Tenet

Tenet ★★★½

This review may contain spoilers. I can handle the truth.

This review may contain spoilers.

There's an undeniable god-level craft to this, regardless of your mileage on Nolan (which for the record is very little in my case). The action, choreography, staging, direction, sound, (and OOOOH THAT LUDWIG SCORE) make for some unforgettable spectacle cinema that is just a true and pure pleasure to watch. If only Nolan didn't lay bare his own emptiness by trying to make it about something entirely different.

Uber-confusing structure and plot aside, the core idea of Tenet is a simple one, and pretty sentimental for Nolan. It's a blunt, unsubtle call to action. The threat of annihilation is a predetermined, fated outcome of the apocalypse, resulting from ecological destruction and exhaustion of natural resources. It is GOING to happen, unless our protagonist (who represents, you, the individual, and if you didn't know this don't worry he is literally named the protagonist and people call him 'protagonist' because script is where we put directly put our ideas and thoughts). The actual mechanics of the time-bullshit make perfect sense here on paper: Changing the future requires individual action whose manifestation is made up of two components, the intention behind action and the physical follow-through of it. You see? All you have to do is act individually with good intentions and THAT is a magical power we all have to change the course of history by making our dent on it.

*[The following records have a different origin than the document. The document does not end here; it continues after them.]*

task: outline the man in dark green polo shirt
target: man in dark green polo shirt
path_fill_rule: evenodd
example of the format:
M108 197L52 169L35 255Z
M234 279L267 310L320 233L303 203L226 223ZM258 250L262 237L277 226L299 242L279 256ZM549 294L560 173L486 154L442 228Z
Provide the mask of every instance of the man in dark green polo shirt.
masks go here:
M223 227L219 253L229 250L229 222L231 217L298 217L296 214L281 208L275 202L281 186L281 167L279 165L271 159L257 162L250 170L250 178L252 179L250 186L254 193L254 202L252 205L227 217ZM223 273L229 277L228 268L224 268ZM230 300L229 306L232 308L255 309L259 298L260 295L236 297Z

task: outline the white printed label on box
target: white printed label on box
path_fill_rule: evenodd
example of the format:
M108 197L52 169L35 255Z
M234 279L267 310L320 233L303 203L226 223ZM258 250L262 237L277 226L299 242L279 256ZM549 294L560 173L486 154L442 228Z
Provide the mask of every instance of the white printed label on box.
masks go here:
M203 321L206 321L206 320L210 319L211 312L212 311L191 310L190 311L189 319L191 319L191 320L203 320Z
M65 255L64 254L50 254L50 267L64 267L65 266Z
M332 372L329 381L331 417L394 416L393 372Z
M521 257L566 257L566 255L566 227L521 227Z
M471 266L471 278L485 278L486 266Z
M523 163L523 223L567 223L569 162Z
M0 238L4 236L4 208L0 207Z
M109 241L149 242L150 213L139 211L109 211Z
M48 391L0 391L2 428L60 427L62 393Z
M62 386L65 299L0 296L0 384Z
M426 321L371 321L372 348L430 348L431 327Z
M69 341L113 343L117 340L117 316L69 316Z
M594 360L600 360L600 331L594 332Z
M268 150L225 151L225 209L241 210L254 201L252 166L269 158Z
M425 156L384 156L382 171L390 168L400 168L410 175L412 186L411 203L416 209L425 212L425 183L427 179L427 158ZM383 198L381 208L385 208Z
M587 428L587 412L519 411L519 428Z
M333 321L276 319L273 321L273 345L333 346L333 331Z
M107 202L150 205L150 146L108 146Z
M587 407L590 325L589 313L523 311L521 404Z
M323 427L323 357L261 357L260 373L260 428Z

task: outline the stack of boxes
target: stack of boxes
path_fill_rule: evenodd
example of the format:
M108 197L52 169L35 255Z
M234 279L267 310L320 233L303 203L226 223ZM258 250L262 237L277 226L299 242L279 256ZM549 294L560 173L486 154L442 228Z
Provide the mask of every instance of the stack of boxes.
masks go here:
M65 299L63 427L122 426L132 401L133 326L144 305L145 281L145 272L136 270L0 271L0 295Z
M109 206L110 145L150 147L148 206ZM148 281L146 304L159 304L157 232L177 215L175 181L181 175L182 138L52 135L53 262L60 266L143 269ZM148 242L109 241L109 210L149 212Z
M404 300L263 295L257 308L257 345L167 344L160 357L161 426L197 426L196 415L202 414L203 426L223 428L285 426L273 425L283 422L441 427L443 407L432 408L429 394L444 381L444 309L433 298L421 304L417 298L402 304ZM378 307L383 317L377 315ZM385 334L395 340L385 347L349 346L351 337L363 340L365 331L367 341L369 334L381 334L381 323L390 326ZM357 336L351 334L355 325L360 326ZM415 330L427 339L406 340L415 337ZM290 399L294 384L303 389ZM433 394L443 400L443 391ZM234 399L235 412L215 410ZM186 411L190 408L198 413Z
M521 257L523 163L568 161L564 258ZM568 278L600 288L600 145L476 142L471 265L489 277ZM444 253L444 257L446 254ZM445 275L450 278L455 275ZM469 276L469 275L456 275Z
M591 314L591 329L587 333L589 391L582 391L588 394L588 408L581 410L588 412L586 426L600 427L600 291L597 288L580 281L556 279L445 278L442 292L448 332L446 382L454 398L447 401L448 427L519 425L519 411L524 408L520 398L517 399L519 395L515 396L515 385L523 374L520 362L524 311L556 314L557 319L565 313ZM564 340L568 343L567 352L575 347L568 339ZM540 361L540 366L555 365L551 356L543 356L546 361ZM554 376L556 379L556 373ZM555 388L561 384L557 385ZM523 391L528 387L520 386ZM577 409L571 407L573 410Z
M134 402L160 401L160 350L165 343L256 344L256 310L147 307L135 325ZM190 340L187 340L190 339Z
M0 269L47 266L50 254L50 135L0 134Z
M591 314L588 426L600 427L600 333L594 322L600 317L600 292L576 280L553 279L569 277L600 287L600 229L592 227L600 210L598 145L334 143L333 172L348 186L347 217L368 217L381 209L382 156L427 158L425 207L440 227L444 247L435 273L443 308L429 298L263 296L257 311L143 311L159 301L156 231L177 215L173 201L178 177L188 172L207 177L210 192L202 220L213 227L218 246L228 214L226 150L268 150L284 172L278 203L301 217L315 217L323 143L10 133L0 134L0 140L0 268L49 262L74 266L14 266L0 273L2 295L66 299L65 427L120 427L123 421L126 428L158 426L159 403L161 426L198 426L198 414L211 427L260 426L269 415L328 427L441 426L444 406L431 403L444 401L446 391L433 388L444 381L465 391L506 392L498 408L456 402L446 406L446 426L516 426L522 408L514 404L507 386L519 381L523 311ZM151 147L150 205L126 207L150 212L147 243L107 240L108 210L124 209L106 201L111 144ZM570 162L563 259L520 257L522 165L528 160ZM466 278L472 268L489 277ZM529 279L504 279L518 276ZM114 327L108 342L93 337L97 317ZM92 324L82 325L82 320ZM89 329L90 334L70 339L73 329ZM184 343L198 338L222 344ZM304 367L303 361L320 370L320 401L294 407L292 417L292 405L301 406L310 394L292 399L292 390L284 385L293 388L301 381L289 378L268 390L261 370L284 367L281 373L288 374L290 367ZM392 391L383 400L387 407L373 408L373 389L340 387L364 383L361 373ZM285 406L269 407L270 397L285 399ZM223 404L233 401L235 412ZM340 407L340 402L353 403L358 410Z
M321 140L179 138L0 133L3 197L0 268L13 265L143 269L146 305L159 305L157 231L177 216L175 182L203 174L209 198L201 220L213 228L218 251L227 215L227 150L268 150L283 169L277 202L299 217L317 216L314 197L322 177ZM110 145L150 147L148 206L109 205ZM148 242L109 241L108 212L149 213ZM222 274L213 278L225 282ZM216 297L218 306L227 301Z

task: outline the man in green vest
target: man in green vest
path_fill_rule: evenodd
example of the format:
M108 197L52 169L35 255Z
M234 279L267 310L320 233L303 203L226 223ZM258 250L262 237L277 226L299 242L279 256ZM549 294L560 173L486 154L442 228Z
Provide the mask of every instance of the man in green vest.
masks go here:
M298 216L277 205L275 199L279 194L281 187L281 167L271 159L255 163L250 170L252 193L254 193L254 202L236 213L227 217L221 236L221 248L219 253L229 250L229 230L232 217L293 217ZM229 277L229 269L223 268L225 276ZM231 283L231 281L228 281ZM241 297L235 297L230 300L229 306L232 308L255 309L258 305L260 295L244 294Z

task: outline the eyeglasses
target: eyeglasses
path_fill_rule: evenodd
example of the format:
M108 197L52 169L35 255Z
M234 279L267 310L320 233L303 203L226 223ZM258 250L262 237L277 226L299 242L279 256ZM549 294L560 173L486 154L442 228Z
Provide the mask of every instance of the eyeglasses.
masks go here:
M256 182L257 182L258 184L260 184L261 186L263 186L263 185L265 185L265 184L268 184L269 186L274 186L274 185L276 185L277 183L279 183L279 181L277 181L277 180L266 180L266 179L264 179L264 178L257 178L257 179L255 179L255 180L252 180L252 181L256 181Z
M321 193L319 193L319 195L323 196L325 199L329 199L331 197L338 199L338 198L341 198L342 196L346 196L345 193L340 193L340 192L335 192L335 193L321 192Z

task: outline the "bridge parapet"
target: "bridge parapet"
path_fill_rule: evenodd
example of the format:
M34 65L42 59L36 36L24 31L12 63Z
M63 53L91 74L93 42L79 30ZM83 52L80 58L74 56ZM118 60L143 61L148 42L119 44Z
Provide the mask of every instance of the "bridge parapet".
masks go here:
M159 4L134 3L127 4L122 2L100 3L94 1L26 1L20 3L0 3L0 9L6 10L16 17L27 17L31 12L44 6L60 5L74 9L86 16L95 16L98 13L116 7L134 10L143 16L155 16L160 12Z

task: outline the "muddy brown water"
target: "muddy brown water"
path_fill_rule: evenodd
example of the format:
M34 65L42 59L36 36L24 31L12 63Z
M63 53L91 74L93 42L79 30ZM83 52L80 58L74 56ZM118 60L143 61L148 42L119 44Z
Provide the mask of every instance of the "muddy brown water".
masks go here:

Let me be clear: I think this is rad as hell to make a movie about! What keeps me from getting down on my knees and worshipping this is Nolan's career-long inability to write or care about human emotion. Not just in the garbled and frankly useless script, but also in the structure of this whole movie. That clever and simple call-to-action is buried beyond recognition under mountains of meaningless plot, all in service of a magnificent setpiece machine that deliberately contorts itself to avoid any understanding of the movie, which anihhilates any accessibility to its very simple message, which if uncovered just feels undercooked and broad.

I think the release of this movie is so poetically fitting for the actual film. If this was Christopher Nolan's "jesus christ please save the world we're going to die and you all need to start doing shit right now" movie, THE GUY PROLLY WOULD NOT HAVE RELEASED IT IN A PANDEMIC. IF HE DIDN'T REALLY CARE ABOUT THAT AND JUST WANTED TO PUT A SWEET NOTE UNDERNEATH HIS DUMB BEAUTIFUL SPECTACLE THEN HE WOULD PROBABLY RELEASE IT IN A PANDEMIC.

Anyways mad respect for the craft. Mad disappointment at wasting it on something so empty.